Pourquoi nos cerveaux sont-ils si déterminés à faire la sourde oreille ? Une possibilité est qu’ils sont calibrés pour un niveau cible d’excitation. Si une tâche est ennuyeuse et peut être réalisée en pilote automatique, le cerveau imagine ses propres alternatives excitantes et nous envoie vagabonder. Ce point de vue est quelque peu en désaccord avec les résultats de Killingsworth et Gilbert, car les sujets errent même lors d’activités « intéressantes ». Une autre possibilité, plus spéculative, est que l’errance corresponde à un processus important de gestion ou de régulation mentale dont nous ne sommes pas conscients. Peut-être que pendant que nous vérifions, des morceaux disparates de mémoire et d’expérience sont cousus ensemble dans un récit cohérent – notre sens du moi.
Bien sûr, il est également possible que l’errance ne soit pas vraiment « pour » quelque chose, mais plutôt juste un sous-produit d’un cerveau dans un monde qui ne punit pas la fuite occasionnelle (ou même fréquente) de la fantaisie. Indépendamment de ce qui incite notre cerveau à s’installer dans le mode par défaut, sa tendance à le faire peut être le baiser de la mort pour le bonheur. Comme le résument élégamment les auteurs de l’article : « un esprit humain est un esprit vagabond, et un esprit vagabond est un esprit malheureux ».
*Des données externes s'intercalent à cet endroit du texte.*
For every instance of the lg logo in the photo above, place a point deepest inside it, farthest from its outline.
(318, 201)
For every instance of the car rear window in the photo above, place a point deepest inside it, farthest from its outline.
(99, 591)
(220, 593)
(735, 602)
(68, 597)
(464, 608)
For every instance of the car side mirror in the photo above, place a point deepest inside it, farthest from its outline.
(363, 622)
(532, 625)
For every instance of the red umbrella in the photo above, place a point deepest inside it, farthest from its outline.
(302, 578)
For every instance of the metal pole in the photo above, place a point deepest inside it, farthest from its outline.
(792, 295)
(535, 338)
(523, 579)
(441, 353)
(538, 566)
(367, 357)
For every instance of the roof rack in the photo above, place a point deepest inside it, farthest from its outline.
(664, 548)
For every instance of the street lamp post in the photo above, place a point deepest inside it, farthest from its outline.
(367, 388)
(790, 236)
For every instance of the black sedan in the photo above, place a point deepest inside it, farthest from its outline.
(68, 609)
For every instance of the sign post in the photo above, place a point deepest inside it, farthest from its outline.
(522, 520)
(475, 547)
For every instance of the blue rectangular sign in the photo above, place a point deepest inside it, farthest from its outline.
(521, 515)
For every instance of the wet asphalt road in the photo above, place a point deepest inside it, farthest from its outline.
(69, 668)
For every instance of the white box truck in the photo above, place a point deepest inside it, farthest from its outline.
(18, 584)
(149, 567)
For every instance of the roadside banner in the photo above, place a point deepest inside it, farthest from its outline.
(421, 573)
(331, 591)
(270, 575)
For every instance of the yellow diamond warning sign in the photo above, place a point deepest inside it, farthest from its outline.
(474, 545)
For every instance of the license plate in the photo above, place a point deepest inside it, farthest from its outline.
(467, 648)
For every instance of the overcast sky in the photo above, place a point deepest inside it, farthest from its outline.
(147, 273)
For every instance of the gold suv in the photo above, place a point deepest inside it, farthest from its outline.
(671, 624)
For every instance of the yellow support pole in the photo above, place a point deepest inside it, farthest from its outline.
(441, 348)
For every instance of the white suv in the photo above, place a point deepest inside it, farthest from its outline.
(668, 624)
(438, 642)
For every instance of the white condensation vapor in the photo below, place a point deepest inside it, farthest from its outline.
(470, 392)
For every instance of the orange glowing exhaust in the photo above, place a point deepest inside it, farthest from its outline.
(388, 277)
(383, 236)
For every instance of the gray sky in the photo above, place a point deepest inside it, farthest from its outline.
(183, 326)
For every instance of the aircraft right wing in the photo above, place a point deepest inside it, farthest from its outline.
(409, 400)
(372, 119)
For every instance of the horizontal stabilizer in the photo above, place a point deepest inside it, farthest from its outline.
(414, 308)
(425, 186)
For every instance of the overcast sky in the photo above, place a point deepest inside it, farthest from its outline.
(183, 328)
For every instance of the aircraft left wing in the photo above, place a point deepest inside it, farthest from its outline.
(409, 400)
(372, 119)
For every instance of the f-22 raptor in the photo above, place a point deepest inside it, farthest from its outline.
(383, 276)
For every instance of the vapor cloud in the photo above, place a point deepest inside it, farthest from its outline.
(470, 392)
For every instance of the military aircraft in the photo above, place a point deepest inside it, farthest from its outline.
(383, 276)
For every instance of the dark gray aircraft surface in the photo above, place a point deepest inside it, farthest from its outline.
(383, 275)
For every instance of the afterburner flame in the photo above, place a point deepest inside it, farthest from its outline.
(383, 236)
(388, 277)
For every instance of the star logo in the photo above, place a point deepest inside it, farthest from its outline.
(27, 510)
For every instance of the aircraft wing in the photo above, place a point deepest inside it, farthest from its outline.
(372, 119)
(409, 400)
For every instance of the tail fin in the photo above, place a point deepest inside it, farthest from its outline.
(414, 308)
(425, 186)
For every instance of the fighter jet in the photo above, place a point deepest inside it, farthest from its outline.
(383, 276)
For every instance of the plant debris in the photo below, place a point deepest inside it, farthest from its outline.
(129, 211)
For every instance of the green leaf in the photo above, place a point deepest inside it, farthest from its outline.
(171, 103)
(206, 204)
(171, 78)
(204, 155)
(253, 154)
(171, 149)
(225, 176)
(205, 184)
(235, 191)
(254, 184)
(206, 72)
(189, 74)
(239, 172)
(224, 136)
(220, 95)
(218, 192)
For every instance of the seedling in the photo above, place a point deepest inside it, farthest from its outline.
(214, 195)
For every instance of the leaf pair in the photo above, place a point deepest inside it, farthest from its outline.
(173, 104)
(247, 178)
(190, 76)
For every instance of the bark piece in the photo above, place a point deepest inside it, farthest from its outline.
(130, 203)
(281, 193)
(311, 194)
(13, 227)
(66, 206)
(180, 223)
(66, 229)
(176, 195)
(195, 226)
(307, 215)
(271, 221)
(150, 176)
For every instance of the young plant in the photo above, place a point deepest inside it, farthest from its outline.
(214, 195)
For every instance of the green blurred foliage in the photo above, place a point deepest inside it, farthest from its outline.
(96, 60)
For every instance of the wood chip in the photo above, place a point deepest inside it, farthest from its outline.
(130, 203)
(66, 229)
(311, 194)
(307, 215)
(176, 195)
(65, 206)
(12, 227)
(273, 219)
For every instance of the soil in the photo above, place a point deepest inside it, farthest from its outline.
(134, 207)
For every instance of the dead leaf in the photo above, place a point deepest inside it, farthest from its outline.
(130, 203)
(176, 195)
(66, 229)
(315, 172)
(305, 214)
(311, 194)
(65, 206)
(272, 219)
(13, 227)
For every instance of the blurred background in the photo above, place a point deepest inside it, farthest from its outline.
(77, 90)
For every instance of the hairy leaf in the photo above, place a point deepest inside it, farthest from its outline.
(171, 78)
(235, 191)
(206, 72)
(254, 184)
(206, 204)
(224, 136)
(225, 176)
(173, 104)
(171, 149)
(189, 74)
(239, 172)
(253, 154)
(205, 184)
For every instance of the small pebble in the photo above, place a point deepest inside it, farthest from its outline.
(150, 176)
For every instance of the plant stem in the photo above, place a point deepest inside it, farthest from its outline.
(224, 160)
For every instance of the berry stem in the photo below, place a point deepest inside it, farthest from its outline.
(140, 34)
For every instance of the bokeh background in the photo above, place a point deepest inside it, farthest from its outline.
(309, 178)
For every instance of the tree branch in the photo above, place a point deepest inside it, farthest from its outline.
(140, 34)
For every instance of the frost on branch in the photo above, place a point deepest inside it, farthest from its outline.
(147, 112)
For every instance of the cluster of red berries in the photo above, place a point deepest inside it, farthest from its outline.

Du côté positif, un esprit peut être entraîné à moins errer. Avec une pratique régulière et dédiée de la méditation, vous pouvez certainement devenir beaucoup plus présent, attentif et satisfait. Mais vous avez intérêt à être prêt à travailler. Les avantages les plus spectaculaires ne s’accumulent vraiment que pour les individus, souvent des moines, qui ont enregistré plusieurs milliers d’heures de pratique des compétences nécessaires (on ne l’appelle pas l’état par défaut pour rien).
Les prochaines étapes de ce travail seront fascinantes à voir, et nous pouvons certainement nous attendre à voir plus de résultats à partir du grand ensemble de données recueillies par Killingsworth et Gilbert. Il sera intéressant de savoir, par exemple, dans quelle mesure la tendance à l’errance varie d’une personne à l’autre, et si les différences d’errance sont associées à des troubles psychiatriques. Si c’est le cas, nous pourrions être en mesure d’adapter les interventions thérapeutiques pour les personnes sujettes à certains styles cognitifs qui les mettent à risque de dépression, d’anxiété ou d’autres troubles.
En plus du potentiel translationnel de ce travail, il sera également passionnant de comprendre les réseaux cérébraux responsables de l’errance, et s’il existe des événements déclencheurs qui envoient l’esprit dans l’état d’errance ou de concentration. Bien que l’errance puisse être mauvaise pour le bonheur, il est toujours fascinant de se demander pourquoi nous la faisons.